As that plot occupied much of the season, Nicole Phillips and Beni Lobel have no intention of resolving it here. Instead it provides the background as Keen and Reddington attempt to keep hidden and follow clues, while being hunted by her former colleagues. That’s complicated by the escape of an extremely dangerous arsonist, someone familiar with all forms of setting fires.

Lobel’s art remains the same mixture of stunningly detailed scenery accompanied by stiffly posed people lacking weight. To compensate there’s an almost forensic photographic detail applied to cars, machinery and buildings, which carries the pages a long way. The cast likenesses are more approximate, but there’s no difficulty identifying who people are.

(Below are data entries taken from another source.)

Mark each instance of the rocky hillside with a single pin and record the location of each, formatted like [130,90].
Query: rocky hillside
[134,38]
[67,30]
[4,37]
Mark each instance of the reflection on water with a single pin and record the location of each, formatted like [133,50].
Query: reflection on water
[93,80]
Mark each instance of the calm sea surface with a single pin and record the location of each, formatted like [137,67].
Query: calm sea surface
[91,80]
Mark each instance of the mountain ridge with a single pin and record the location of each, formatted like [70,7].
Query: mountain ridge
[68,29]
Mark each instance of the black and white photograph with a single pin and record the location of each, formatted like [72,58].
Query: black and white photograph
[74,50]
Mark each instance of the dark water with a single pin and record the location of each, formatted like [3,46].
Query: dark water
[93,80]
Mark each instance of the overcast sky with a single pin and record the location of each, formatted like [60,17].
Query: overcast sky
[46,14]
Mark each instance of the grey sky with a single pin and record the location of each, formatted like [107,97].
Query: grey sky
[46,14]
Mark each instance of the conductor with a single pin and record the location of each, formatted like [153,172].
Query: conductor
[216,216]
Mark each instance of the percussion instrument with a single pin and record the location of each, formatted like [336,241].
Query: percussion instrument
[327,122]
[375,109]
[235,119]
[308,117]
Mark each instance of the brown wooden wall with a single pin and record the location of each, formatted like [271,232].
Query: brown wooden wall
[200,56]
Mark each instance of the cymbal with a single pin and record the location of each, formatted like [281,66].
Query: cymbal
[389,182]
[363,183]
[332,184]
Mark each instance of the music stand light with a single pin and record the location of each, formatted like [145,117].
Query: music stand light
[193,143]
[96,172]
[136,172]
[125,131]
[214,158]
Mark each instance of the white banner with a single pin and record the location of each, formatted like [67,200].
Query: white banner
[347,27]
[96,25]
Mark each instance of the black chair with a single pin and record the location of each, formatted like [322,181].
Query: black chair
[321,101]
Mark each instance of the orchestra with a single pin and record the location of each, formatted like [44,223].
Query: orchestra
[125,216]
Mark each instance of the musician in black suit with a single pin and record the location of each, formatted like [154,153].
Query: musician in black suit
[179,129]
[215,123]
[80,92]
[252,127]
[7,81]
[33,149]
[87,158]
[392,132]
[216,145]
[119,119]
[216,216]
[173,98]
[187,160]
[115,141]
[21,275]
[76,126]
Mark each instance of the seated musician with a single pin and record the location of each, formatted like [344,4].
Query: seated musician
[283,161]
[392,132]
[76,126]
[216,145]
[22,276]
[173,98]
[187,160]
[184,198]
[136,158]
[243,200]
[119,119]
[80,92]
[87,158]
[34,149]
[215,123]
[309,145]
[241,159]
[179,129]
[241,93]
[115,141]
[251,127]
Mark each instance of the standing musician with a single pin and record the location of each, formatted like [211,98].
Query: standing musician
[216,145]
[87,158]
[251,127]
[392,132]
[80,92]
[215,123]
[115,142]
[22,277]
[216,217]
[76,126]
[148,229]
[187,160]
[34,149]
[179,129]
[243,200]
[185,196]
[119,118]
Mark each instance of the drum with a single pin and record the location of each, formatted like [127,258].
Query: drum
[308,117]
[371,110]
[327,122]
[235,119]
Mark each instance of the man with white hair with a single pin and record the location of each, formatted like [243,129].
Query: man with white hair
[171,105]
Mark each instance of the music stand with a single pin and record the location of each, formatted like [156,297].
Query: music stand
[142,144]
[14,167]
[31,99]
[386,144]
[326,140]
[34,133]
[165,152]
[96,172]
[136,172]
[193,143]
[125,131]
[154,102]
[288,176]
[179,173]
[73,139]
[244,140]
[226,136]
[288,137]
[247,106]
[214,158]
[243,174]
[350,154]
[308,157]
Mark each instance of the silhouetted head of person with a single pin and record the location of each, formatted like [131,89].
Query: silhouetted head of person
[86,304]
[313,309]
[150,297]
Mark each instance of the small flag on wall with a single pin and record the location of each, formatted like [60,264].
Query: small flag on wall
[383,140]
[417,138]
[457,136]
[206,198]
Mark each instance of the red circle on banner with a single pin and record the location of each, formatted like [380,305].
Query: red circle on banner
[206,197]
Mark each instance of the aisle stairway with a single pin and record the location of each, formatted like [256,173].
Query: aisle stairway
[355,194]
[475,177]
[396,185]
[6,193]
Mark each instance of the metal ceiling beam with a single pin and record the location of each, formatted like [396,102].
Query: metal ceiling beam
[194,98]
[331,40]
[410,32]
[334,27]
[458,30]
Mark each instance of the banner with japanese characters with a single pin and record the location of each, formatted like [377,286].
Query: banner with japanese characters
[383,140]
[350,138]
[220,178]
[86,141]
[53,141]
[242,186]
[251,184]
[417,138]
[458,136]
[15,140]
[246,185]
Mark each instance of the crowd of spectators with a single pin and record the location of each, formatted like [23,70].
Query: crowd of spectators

As with The Gambler, Phillips’ plot is a movie in comic form. It twists, it frequently surprises and Keen apart there’s never any certainty as to anyone’s motivations. There’s still a tendency to plant too many words on a page, as that plot needs plenty of explaining, but partial reward is actually learning something about Reddington that might not have come out in the TV show. It’s an ingenious idea, supplied in passing, while Phillips shares the spotlight around other members of the TV cast and keeps the tension high until a suitably explosive finale. Anyone who loves the TV show ought to really enjoy The Arsonist also.